This biases the model toward recognizing these terms but is less reliable than native hot word support (see WeNet for native hot words).
Language Handling
| Input | Behavior |
|---|---|
"auto" | Auto-detect language (passed as None to Faster-Whisper) |
"mixed" | Auto-detect language (same as "auto") |
"en", "pt", etc. | Force specific language |
| Omitted | Auto-detect |
The model supports 100+ languages. The catalog manifests list ["auto", "en", "pt", "es", "ja", "zh"] as common examples, but all Whisper-supported languages work.
Engine Configuration
The engine_config section in the model manifest controls Faster-Whisper behavior:
engine_config:
model_size: "large-v3" # Model size or path
compute_type: "float16" # float16, int8, int8_float16, float32
device: "auto" # "auto", "cpu", "cuda"
beam_size: 5 # Beam search width
vad_filter: false # Always false — VAD is handled by the runtime
| Parameter | Type | Default | Description |
|---|---|---|---|
model_size | string | (from catalog) | Whisper model size or path to model directory |
compute_type | string | "float16" | Quantization type. float16 for GPU, int8 for CPU |
device | string | "auto" | Inference device. "auto" selects GPU if available |
beam_size | int | 5 | Beam search width. Higher = more accurate, slower |
vad_filter | bool | false | Internal VAD filter. Always false — Macaw handles VAD |
vad_filter: trueThe Macaw runtime runs its own VAD pipeline (energy pre-filter + Silero VAD). Enabling the internal Faster-Whisper VAD filter would duplicate the work and produce inconsistent behavior.
Usage Examples
Batch Transcription (REST API)
curl -X POST http://localhost:8000/v1/audio/transcriptions \
-F "file=@meeting.wav" \
-F "model=faster-whisper-large-v3" \
-F "language=auto" \
-F "response_format=verbose_json"
curl -X POST http://localhost:8000/v1/audio/translations \
-F "file=@audio_pt.wav" \
-F "model=faster-whisper-large-v3"
Streaming (WebSocket)
import asyncio
import json
import websockets
async def stream_audio():
uri = "ws://localhost:8000/v1/realtime"
async with websockets.connect(uri) as ws:
# Configure session
await ws.send(json.dumps({
"type": "session.configure",
"model": "faster-whisper-large-v3",
"language": "auto"
}))
# Stream audio chunks (16-bit PCM, 16kHz, mono)

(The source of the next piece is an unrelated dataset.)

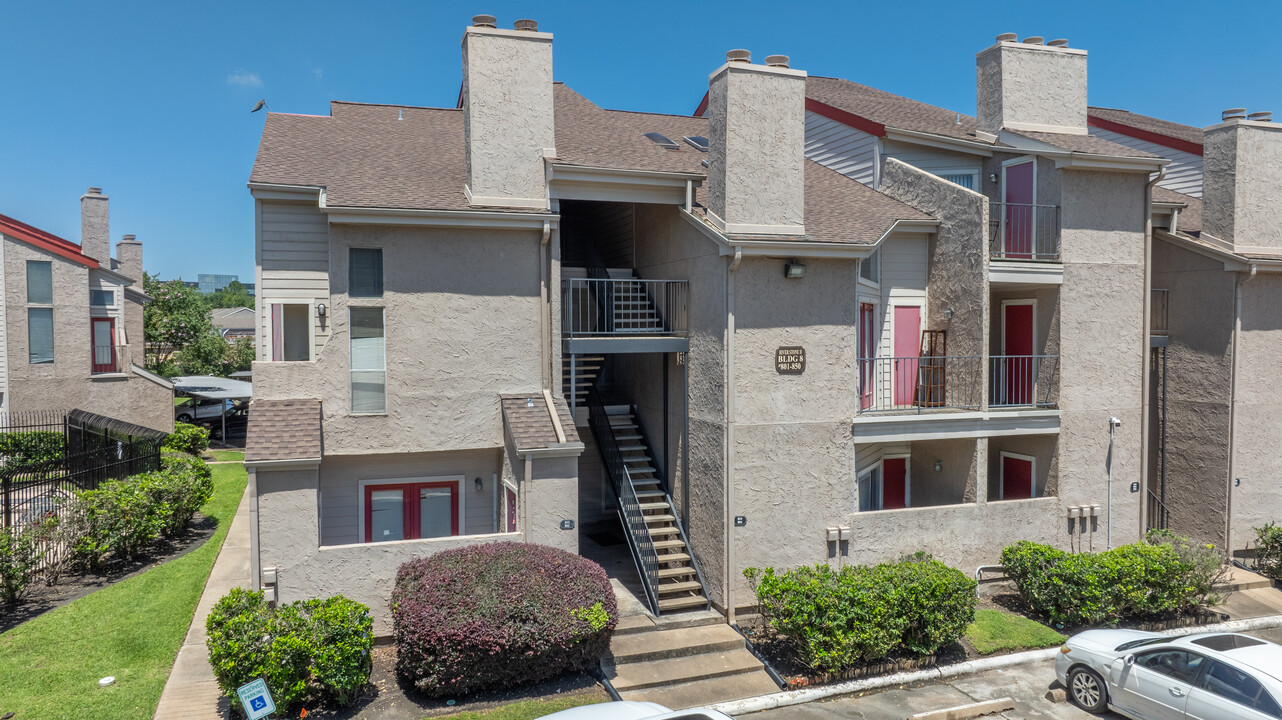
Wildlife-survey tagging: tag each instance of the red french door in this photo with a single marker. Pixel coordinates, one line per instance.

with open("audio.raw", "rb") as f:
while chunk := f.read(3200): # 100ms chunks
await ws.send(chunk)
# Check for transcripts
try:
msg = await asyncio.wait_for(ws.recv(), timeout=0.1)
event = json.loads(msg)
if event["type"] == "transcript.partial":
print(f" ...{event['text']}")
elif event["type"] == "transcript.final":
print(f" >> {event['text']}")
except asyncio.TimeoutError:
pass
asyncio.run(stream_audio())
CLI
macaw transcribe meeting.wav --model faster-whisper-large-v3
# With word timestamps
macaw transcribe meeting.wav --model faster-whisper-large-v3 --word-timestamps
Comparison of Variants
| tiny | small | medium | large-v3 | distil-large-v3 | |
|---|---|---|---|---|---|
| Memory | 256 MB | 512 MB | 1,536 MB | 3,072 MB | 1,536 MB |
| GPU needed | No | No | Recommended | Recommended | Recommended |
| Load time | ~2s | ~3s | ~5s | ~8s | ~5s |
| Languages | 100+ | 100+ | 100+ | 100+ | English only |
| Translation | Yes | Yes | Yes | Yes | No |
| Relative speed | Fastest | Fast | Moderate | Slowest | ~6x faster than large-v3 |
| Best for | Testing | CPU deploy | Balanced | Max accuracy | Fast English |
Manifest Reference
Every Faster-Whisper model in the catalog uses the same manifest structure. Here is the full manifest for faster-whisper-large-v3:
name: faster-whisper-large-v3
version: "3.0.0"
engine: faster-whisper
type: stt
description: "Faster Whisper Large V3 - encoder-decoder STT"
capabilities:
streaming: true
architecture: encoder-decoder
languages: ["auto", "en", "pt", "es", "ja", "zh"]
word_timestamps: true
translation: true
partial_transcripts: true
hot_words: false
batch_inference: true
language_detection: true
initial_prompt: true
resources:
memory_mb: 3072
gpu_required: false
gpu_recommended: true
load_time_seconds: 8
engine_config:
model_size: "large-v3"
compute_type: "float16"
device: "auto"
beam_size: 5
vad_filter: false